Non-disparagement clauses: What constitutes a breach?

By Kelly Godfrey

The inclusion of non-disparagement clauses in settlement agreements and deeds of release are very common. The clause generally requires a party not to disparage or denigrate the other party after the conclusion of the employment relationship. But how enforceable are these clauses?

The issue was recently examined in the high-profile case of Network Ten Pty Ltd v van Onselen (2023).
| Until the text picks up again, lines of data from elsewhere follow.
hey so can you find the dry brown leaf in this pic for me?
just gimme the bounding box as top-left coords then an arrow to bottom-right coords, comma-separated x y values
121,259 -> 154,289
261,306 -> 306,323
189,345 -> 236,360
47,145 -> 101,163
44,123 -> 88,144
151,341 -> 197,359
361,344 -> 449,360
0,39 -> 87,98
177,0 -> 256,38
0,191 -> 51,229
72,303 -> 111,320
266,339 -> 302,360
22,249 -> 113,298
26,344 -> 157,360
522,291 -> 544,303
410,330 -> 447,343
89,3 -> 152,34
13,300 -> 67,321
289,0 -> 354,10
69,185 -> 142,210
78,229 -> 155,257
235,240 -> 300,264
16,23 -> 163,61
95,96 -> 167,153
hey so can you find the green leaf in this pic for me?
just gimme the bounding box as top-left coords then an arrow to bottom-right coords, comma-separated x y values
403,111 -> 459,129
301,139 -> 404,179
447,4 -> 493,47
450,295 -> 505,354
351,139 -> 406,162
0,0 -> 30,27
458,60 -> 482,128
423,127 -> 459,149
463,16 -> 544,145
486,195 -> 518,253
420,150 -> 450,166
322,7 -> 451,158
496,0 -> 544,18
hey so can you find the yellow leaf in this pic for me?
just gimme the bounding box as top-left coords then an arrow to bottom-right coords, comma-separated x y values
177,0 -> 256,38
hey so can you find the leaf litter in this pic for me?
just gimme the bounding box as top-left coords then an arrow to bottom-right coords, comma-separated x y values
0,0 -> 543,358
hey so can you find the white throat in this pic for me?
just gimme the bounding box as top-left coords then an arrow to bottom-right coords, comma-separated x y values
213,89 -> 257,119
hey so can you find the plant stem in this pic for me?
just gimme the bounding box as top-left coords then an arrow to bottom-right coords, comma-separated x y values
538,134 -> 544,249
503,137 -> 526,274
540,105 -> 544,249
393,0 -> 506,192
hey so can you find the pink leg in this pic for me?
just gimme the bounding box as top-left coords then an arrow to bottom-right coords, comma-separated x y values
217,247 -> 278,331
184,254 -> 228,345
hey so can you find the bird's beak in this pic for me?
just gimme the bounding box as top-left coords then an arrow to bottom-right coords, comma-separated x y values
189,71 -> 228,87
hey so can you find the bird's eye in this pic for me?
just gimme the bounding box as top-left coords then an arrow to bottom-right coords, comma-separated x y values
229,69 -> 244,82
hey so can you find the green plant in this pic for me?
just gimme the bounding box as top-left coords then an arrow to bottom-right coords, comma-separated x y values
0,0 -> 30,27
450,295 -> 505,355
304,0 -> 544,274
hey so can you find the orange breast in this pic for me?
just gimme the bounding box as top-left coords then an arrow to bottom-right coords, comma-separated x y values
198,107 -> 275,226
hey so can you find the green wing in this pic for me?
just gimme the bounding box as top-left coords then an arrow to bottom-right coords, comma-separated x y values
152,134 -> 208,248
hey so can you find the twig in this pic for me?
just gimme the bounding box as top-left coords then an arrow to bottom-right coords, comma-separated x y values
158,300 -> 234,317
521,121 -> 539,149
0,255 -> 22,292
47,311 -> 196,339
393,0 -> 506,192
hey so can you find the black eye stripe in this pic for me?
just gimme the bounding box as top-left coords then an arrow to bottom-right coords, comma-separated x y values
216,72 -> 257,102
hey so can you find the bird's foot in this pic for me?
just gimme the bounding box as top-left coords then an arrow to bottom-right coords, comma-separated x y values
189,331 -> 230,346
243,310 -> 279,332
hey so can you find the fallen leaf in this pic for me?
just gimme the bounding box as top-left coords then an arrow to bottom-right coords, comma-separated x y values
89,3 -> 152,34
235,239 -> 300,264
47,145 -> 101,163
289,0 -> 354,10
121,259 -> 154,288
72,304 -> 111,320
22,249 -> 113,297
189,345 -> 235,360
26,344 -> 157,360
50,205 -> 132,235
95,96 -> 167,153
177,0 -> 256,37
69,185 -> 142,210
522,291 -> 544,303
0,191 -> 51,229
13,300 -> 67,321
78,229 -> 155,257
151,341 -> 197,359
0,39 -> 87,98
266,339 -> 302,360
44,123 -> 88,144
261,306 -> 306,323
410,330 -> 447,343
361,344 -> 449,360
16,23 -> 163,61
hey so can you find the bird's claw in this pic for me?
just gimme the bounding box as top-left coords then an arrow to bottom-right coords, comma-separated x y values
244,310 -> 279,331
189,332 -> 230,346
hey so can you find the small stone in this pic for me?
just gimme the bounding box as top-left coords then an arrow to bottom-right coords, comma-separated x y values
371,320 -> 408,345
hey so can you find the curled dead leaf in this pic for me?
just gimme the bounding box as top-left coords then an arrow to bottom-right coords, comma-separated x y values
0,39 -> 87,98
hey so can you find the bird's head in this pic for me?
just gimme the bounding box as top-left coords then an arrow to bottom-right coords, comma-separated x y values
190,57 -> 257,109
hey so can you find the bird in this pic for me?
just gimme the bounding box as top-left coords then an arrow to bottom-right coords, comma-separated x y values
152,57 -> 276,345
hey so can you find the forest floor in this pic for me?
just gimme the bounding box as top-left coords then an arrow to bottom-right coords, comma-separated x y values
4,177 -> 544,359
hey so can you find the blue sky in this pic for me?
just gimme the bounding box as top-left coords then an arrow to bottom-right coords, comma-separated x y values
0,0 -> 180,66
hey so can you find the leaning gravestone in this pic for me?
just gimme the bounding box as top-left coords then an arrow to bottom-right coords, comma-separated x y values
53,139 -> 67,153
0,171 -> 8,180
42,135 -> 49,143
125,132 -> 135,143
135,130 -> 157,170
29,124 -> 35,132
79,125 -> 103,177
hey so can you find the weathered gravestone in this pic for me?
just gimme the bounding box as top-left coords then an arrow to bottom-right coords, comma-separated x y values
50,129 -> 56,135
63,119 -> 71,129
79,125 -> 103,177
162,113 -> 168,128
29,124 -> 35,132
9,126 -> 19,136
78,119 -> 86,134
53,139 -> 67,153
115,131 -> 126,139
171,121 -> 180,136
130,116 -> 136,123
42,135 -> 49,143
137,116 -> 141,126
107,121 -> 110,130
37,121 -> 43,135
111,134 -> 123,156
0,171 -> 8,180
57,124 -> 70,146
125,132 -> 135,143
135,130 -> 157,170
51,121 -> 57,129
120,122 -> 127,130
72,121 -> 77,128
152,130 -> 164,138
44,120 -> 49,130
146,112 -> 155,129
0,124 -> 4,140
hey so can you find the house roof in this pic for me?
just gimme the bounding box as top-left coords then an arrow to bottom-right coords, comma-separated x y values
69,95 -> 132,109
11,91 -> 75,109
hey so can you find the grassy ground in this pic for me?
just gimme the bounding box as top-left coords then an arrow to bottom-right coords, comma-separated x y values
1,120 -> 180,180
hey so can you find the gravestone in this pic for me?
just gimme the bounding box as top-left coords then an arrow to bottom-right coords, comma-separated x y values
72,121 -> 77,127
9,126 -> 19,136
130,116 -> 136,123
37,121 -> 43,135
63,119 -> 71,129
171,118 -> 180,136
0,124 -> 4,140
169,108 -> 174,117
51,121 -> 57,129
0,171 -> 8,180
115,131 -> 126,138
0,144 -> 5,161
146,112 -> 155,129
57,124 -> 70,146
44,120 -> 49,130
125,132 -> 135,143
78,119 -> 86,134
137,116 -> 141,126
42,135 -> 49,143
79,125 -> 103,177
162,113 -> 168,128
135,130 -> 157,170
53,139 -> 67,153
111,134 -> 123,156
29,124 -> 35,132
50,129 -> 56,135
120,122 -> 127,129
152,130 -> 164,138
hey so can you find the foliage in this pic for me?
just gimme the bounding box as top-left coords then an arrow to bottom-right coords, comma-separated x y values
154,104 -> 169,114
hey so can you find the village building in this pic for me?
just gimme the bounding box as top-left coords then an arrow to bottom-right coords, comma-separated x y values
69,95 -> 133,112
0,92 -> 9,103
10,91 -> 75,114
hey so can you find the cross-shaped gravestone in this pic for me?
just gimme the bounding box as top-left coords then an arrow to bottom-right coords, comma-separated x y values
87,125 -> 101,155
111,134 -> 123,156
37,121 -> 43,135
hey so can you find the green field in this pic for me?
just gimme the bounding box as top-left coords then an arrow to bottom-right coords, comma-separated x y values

Dr van Onselen’s employment with Network Ten Pty Ltd (Ten) was terminated on terms set out in an agreed deed of settlement, which included the following non-disparagement clause: “…the Employee agrees not to disparage the Company or any of the Releasees or make any statement or publication, or authorise any other person to disparage or make any statement or publication, whether oral or in writing, which may or which does in fact bring the Company or any Releasees into disrepute or ridicule or which may otherwise adversely affect their respective reputations.”

However, a few months after signing the deed of settlement, Dr van Onselen published an article in The Australian, which Ten alleged breached the non-disparagement clause.

Dr van Onselen argued that the non-disparagement clause did not prevent him from making fair comments and only prevented statements made in bad faith that went beyond fair comment.

The Supreme Court disagreed and indicated that while fair comment was an available defence to a defamation action, it wasn’t to a breach of contract claim, where the non-disparagement clause contained no express exclusion for “fair comments”.

The Supreme Court also rejected Dr van Onselen’s argument that the clause was an unenforceable restraint of trade, as Dr van Onselen could still undertake his profession. In any event, the clause went no further than to protect Ten’s legitimate business interests.

The Supreme Court found Dr van Onselen’s article was not expressed in “neutral terms” and was in breach of the deed. The article contained:

  • language such as “a role I walked away from”;
  • references to plummeting sales and ratings; and
  • comments indicating that Ten was “limping along with little attention paid to it by its overseas owners (or its domestic competitors to be frank)”.

It was held that the article was not merely providing the reader with publicly available information.

Nevertheless, the Supreme Court held an injunction was not required as the article was a one-off mistake with no real risk of a repeated breach.

This case demonstrates the importance of including non-disparagement clauses in deeds of settlement as a protection against denigrating comments by employees. They do have value and can be enforced.